= Balinese Kshatriya =

Balinese Kshatriya is a Hindu Kshatriya community that exists on the island of Bali in Indonesia. During the second half of the sixth century, Bali had a strong Kshatriya ruling dynasty. The rulers were mostly indigenous Balinese with some Indian blood. These clans mostly belonged to the Nāgavanshi dynasty. However, in due time, these indigenous Kshatriyas became extinct and were replaced by the Javanese Mahisha Kshatriyas who immigrated to Bali. Most of the Kshatriyas now living in Bali are claimed to be the descendants of King Dewa Agung, who immigrated to Bali from Java. However, there are also a few other Kshatriya clans who were elevated to the Kshatriya status from the Vaishya varna. Altogether, Mahisha Kshatriyas constitute around 4% of the total Balinese Hindu population.

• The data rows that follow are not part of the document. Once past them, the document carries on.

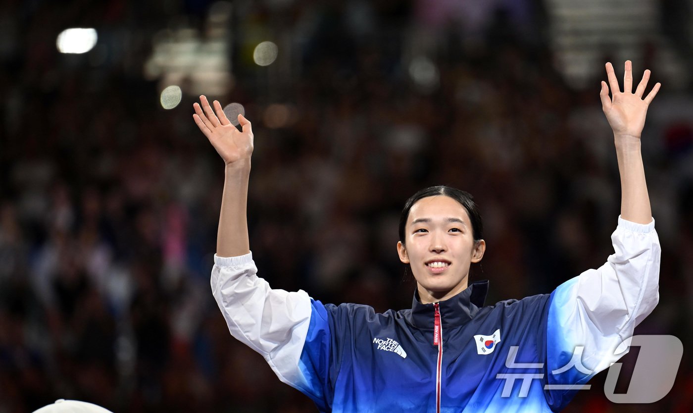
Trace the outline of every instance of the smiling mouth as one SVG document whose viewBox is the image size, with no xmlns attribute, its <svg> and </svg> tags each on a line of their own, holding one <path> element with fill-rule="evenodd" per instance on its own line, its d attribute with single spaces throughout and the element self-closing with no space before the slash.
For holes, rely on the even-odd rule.
<svg viewBox="0 0 693 413">
<path fill-rule="evenodd" d="M 433 274 L 440 274 L 450 267 L 450 263 L 446 261 L 432 261 L 426 263 L 426 267 Z"/>
</svg>

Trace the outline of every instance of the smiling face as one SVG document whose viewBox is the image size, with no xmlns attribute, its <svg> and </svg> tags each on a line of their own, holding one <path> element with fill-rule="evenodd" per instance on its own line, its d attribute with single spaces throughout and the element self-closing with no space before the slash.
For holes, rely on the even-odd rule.
<svg viewBox="0 0 693 413">
<path fill-rule="evenodd" d="M 423 304 L 444 301 L 467 288 L 469 266 L 484 256 L 486 243 L 475 242 L 466 210 L 454 199 L 430 196 L 409 211 L 399 259 L 410 264 Z"/>
</svg>

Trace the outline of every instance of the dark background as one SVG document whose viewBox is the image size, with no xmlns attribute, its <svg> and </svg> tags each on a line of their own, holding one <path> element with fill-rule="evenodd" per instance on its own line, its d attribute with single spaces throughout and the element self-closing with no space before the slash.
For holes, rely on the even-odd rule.
<svg viewBox="0 0 693 413">
<path fill-rule="evenodd" d="M 274 288 L 407 308 L 398 215 L 445 184 L 480 205 L 471 279 L 490 279 L 492 304 L 550 292 L 612 252 L 620 182 L 598 94 L 604 64 L 621 78 L 626 59 L 663 83 L 642 136 L 660 301 L 636 333 L 676 335 L 684 358 L 660 402 L 609 402 L 603 372 L 565 412 L 693 410 L 689 4 L 602 1 L 571 26 L 559 3 L 0 3 L 0 412 L 61 398 L 315 411 L 230 336 L 211 296 L 224 174 L 193 122 L 200 94 L 253 122 L 250 242 Z M 59 53 L 69 27 L 96 28 L 96 46 Z M 279 54 L 261 67 L 265 40 Z"/>
</svg>

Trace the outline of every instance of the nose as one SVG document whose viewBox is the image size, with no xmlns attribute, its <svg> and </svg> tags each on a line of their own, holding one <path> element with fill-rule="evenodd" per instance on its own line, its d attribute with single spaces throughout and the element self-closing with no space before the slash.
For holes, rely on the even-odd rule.
<svg viewBox="0 0 693 413">
<path fill-rule="evenodd" d="M 445 245 L 443 243 L 442 237 L 438 235 L 437 233 L 434 233 L 432 237 L 431 237 L 431 245 L 429 247 L 431 252 L 435 252 L 435 254 L 441 254 L 445 252 Z"/>
</svg>

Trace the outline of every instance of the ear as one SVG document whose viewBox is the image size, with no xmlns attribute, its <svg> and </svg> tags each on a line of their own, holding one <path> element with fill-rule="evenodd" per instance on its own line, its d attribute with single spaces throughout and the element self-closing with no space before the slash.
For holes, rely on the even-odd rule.
<svg viewBox="0 0 693 413">
<path fill-rule="evenodd" d="M 407 247 L 404 246 L 402 241 L 397 241 L 397 254 L 399 254 L 399 261 L 405 264 L 409 263 L 409 254 L 407 254 Z"/>
<path fill-rule="evenodd" d="M 481 258 L 484 258 L 484 253 L 486 252 L 486 241 L 479 240 L 474 243 L 474 249 L 472 250 L 472 262 L 478 263 Z"/>
</svg>

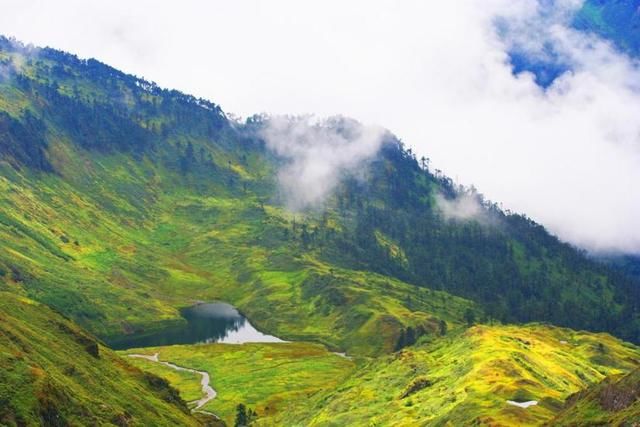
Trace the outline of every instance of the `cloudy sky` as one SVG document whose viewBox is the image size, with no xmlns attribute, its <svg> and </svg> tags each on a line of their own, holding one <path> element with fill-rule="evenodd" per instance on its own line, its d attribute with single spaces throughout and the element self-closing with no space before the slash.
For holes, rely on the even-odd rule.
<svg viewBox="0 0 640 427">
<path fill-rule="evenodd" d="M 565 240 L 640 253 L 640 71 L 568 27 L 580 4 L 540 13 L 537 0 L 2 0 L 0 33 L 240 116 L 385 126 Z M 514 76 L 508 55 L 543 58 L 543 46 L 571 68 L 547 89 Z"/>
</svg>

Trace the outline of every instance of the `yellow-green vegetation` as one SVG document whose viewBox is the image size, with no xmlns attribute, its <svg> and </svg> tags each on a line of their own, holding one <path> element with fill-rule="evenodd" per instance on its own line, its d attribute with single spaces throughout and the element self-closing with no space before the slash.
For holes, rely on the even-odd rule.
<svg viewBox="0 0 640 427">
<path fill-rule="evenodd" d="M 165 380 L 46 306 L 0 292 L 0 425 L 199 425 Z"/>
<path fill-rule="evenodd" d="M 371 361 L 283 425 L 540 425 L 569 395 L 630 371 L 639 356 L 606 334 L 475 326 Z"/>
<path fill-rule="evenodd" d="M 255 197 L 174 190 L 180 178 L 170 171 L 146 171 L 151 166 L 125 156 L 66 161 L 66 180 L 8 167 L 0 174 L 0 275 L 14 292 L 99 335 L 161 328 L 182 321 L 178 309 L 195 300 L 224 300 L 284 338 L 373 355 L 394 350 L 407 327 L 434 333 L 438 320 L 455 327 L 465 310 L 477 310 L 462 298 L 279 246 L 291 226 L 287 214 L 261 209 Z M 86 183 L 80 169 L 88 165 Z"/>
<path fill-rule="evenodd" d="M 229 425 L 233 425 L 240 403 L 258 413 L 258 425 L 278 425 L 287 414 L 300 414 L 309 402 L 335 390 L 355 368 L 348 358 L 330 353 L 322 345 L 303 342 L 170 346 L 123 354 L 131 353 L 159 353 L 162 361 L 208 372 L 218 394 L 202 409 L 219 415 Z M 201 397 L 199 376 L 189 381 L 153 361 L 131 358 L 131 363 L 166 378 L 190 399 Z"/>
<path fill-rule="evenodd" d="M 633 426 L 640 423 L 640 370 L 612 375 L 571 396 L 554 426 Z"/>
</svg>

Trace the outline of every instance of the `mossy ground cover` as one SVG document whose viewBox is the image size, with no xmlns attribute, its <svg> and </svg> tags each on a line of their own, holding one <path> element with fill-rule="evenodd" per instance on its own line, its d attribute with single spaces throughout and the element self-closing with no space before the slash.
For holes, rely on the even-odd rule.
<svg viewBox="0 0 640 427">
<path fill-rule="evenodd" d="M 255 195 L 202 194 L 162 167 L 120 155 L 88 160 L 60 145 L 64 179 L 8 167 L 0 177 L 0 268 L 12 291 L 98 335 L 162 328 L 182 321 L 180 308 L 217 299 L 285 338 L 374 355 L 392 351 L 403 329 L 436 333 L 439 320 L 455 328 L 475 310 L 321 261 L 284 237 L 291 215 Z"/>
<path fill-rule="evenodd" d="M 46 306 L 0 292 L 0 425 L 199 425 L 178 392 Z"/>
<path fill-rule="evenodd" d="M 206 371 L 218 393 L 204 410 L 233 425 L 243 403 L 258 413 L 258 425 L 277 425 L 285 414 L 296 414 L 309 402 L 331 392 L 348 377 L 355 363 L 319 344 L 207 344 L 132 349 L 121 354 L 159 353 L 160 360 Z M 176 377 L 171 368 L 131 358 L 138 367 L 165 377 L 191 399 L 200 377 Z"/>
<path fill-rule="evenodd" d="M 640 369 L 612 375 L 571 396 L 554 426 L 633 426 L 640 423 Z"/>
<path fill-rule="evenodd" d="M 606 334 L 475 326 L 371 361 L 286 425 L 541 425 L 572 393 L 638 364 Z M 536 400 L 528 409 L 507 404 Z"/>
</svg>

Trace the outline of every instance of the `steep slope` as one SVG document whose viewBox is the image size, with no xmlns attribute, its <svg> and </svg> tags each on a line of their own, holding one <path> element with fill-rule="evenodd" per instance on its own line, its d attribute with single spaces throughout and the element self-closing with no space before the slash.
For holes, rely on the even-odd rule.
<svg viewBox="0 0 640 427">
<path fill-rule="evenodd" d="M 363 355 L 465 318 L 640 340 L 631 281 L 456 188 L 391 134 L 366 179 L 346 174 L 293 214 L 270 119 L 236 123 L 52 49 L 2 39 L 0 60 L 0 275 L 93 333 L 161 328 L 222 299 L 284 338 Z M 443 204 L 460 200 L 479 214 L 448 218 Z"/>
<path fill-rule="evenodd" d="M 281 423 L 541 425 L 572 393 L 636 368 L 639 355 L 637 347 L 606 334 L 475 326 L 376 359 L 305 411 L 284 414 Z M 508 401 L 537 404 L 521 408 Z"/>
<path fill-rule="evenodd" d="M 178 392 L 68 319 L 0 292 L 0 424 L 200 425 Z"/>
<path fill-rule="evenodd" d="M 640 422 L 640 370 L 608 377 L 572 395 L 550 423 L 556 426 L 632 426 Z"/>
</svg>

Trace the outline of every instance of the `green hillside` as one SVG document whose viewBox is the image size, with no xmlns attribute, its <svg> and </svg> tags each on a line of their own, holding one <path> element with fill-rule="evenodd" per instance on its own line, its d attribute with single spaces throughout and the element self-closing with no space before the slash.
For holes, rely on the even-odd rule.
<svg viewBox="0 0 640 427">
<path fill-rule="evenodd" d="M 0 422 L 37 424 L 51 407 L 70 425 L 195 423 L 129 362 L 187 400 L 197 377 L 92 336 L 184 324 L 198 301 L 306 342 L 136 350 L 207 370 L 220 391 L 207 408 L 227 421 L 245 403 L 266 425 L 534 425 L 637 367 L 618 340 L 640 342 L 633 279 L 454 185 L 388 131 L 326 200 L 290 209 L 288 160 L 265 137 L 276 120 L 230 120 L 98 61 L 0 38 L 0 349 L 17 366 L 0 372 Z M 315 126 L 346 141 L 364 132 L 339 117 Z M 474 214 L 447 213 L 461 202 Z M 69 354 L 82 356 L 75 370 Z"/>
<path fill-rule="evenodd" d="M 208 372 L 217 396 L 202 409 L 229 425 L 238 404 L 254 410 L 259 424 L 269 425 L 284 414 L 298 417 L 309 401 L 335 390 L 355 368 L 350 359 L 309 343 L 171 346 L 126 353 L 158 353 L 160 360 Z M 168 378 L 190 399 L 202 395 L 197 377 L 175 377 L 175 370 L 144 359 L 131 358 L 131 362 Z"/>
<path fill-rule="evenodd" d="M 168 383 L 34 301 L 0 293 L 0 425 L 200 425 Z"/>
<path fill-rule="evenodd" d="M 243 403 L 257 412 L 256 425 L 287 426 L 542 425 L 564 414 L 564 401 L 574 393 L 640 364 L 637 347 L 609 335 L 545 325 L 475 326 L 355 364 L 305 343 L 171 346 L 126 353 L 158 353 L 160 360 L 209 372 L 218 396 L 205 409 L 228 422 Z M 196 376 L 177 376 L 146 360 L 132 362 L 167 378 L 190 399 L 202 393 Z M 519 408 L 509 400 L 535 400 L 537 405 Z M 633 408 L 617 419 L 627 419 Z M 613 419 L 598 407 L 582 412 Z M 571 424 L 575 415 L 570 410 L 563 419 Z"/>
<path fill-rule="evenodd" d="M 610 336 L 542 325 L 477 326 L 365 365 L 282 425 L 541 425 L 570 394 L 638 366 Z M 529 408 L 507 403 L 537 401 Z"/>
</svg>

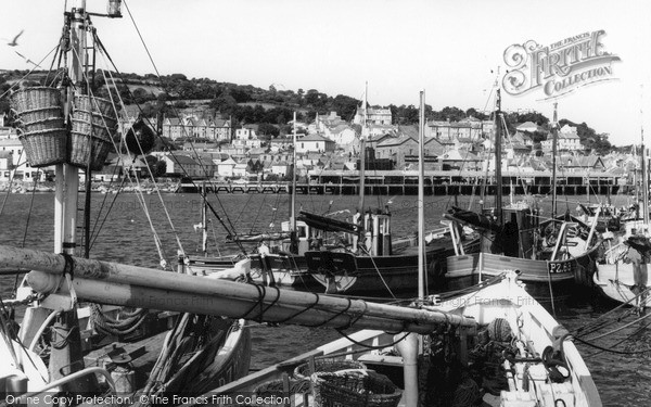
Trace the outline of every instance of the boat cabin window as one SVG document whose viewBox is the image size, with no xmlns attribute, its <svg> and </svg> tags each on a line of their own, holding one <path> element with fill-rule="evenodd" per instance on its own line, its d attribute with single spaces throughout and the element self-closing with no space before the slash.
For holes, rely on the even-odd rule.
<svg viewBox="0 0 651 407">
<path fill-rule="evenodd" d="M 307 227 L 306 226 L 298 226 L 297 229 L 298 230 L 296 230 L 296 234 L 298 236 L 298 238 L 307 238 Z"/>
</svg>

Dewa Agung is believed to have crossed over to Bali from Java many centuries ago, along with his half-brother Arya Damar and six other Kshatriyas. However, only Dewa Agung retained his Kshatriya status, as the descendants of the other seven were degraded to the status of Vaishya. Most of the Kshatriyas belonging to the Dewa Agung clan are located in Badung, Tabanan, Mengwi and Karangasem. However, in Badung, there is another Kshatriya clan named Gusti Pam'chuttan, who are descended from the Raja Ngurah Sakti Pamecutan. Kshatriyas are also found in Klungkung, Bangli, and Gianyar. The Kshatriya clan which lived in Buleleng has now shifted their location to Badung. Other Kshatriya clans who live in Bali, such as Desak, Pradeva, and Pungakan, are of questionable origin.

The word Kshatriya, which is of Sanskrit origin, is pronounced as Satria in the Balinese language.